Step 4: Deploy and Register
# Deploy the policy contract
forge create src/policies/MyCustomPolicy.sol:MyCustomPolicy --rpc-url $RPC_URL --private-key $KEY
# Register with PolicyRegistry (get the policyId from the event)
cast send $POLICY_REGISTRY "registerPolicy(address)" $MY_POLICY_ADDRESS --rpc-url $RPC_URL --private-key $KEY
Step 5: Use in Commitments
When creating a commitment, set:
const policyId = 42; // Your registered policy ID
const policyParams = ethers.AbiCoder.defaultAbiCoder().encode(
['uint256', 'address'],
[maxAmount, requiredToken]
);
const policyParamsHash = BigInt(
ethers.keccak256(policyParams)
) % BN254_FIELD;
// Include policyId and policyParamsHash in the Poseidon7 commitment
const commitment = poseidon7([
secret, nullifierSecret, tokenId, amount, blinding,
policyId, policyParamsHash
]);
Step 6: Supply Parameters at Reveal
At reveal time, provide the raw policyParams:
await vault.reveal(
proof,
root,
nullifier,
withdrawAmount,
recipient,
changeCommitment,
tokenId,
policyId,
policyParamsHash,
policyParams, // Raw ABI-encoded bytes
quantumSecret
);
The contract will verify keccak256(policyParams) % BN254_FIELD == policyParamsHash and then call your policy's validate function.
Change Commitments and Policy Persistence
When a partial withdrawal creates a change commitment, the policy is carried forward:
Original commitment:
Poseidon7(secret, nullifierSecret, tokenId, 100, blinding1, policyId=5, paramsHash=0xabc)
Partial reveal: withdraw 30
Change commitment:
Poseidon7(secret, nullifierSecret, tokenId, 70, blinding2, policyId=5, paramsHash=0xabc)
^^^^^^^^ ^^^ ^^^^^
new blinding SAME SAME
The ZK circuit enforces this constraint. If the prover attempts to generate a change commitment with a different policyId or policyParamsHash, the proof will be invalid. This makes policies inescapable — once bound, they govern every fragment of the original commitment.

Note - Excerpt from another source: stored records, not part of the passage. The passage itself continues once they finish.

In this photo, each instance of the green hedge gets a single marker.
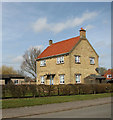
(19, 91)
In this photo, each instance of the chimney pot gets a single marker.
(82, 33)
(50, 42)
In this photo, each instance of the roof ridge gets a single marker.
(65, 40)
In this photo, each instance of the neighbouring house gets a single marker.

Why Policies Are Inescapable
Consider a scenario: a compliance officer commits 1000 GHOST with a DestinationRestriction policy limiting reveals to KYC-verified addresses. Without policy persistence:
- The user partially reveals 1 GHOST to a KYC-verified address (passes policy)
- The change commitment (999 GHOST) has no policy
- The user reveals 999 GHOST to any address (bypasses policy)
With policy persistence, the change commitment inherits the same DestinationRestriction, and every subsequent reveal must also satisfy the policy. There is no escape hatch.
Policy Composition
For complex requirements, compose multiple conditions within a single policy contract rather than chaining multiple policies:
contract CompositePolicy is IRevealPolicy {
function validate(
uint256 commitment,
uint256 nullifier,
address recipient,
uint256 amount,
address token,
bytes calldata policyParams
) external view override returns (bool) {
(
uint256 notBefore,
uint256 notAfter,
address allowedRecipient,
uint256 maxAmount
) = abi.decode(policyParams, (uint256, uint256, address, uint256));
// Timelock check
if (block.timestamp < notBefore || block.timestamp > notAfter) return false;
// Destination check
if (recipient != allowedRecipient) return false;
// Amount cap
if (amount > maxAmount) return false;
return true;
}
}
Each commitment supports exactly one policyId. For multiple independent conditions, combine them in a single policy contract.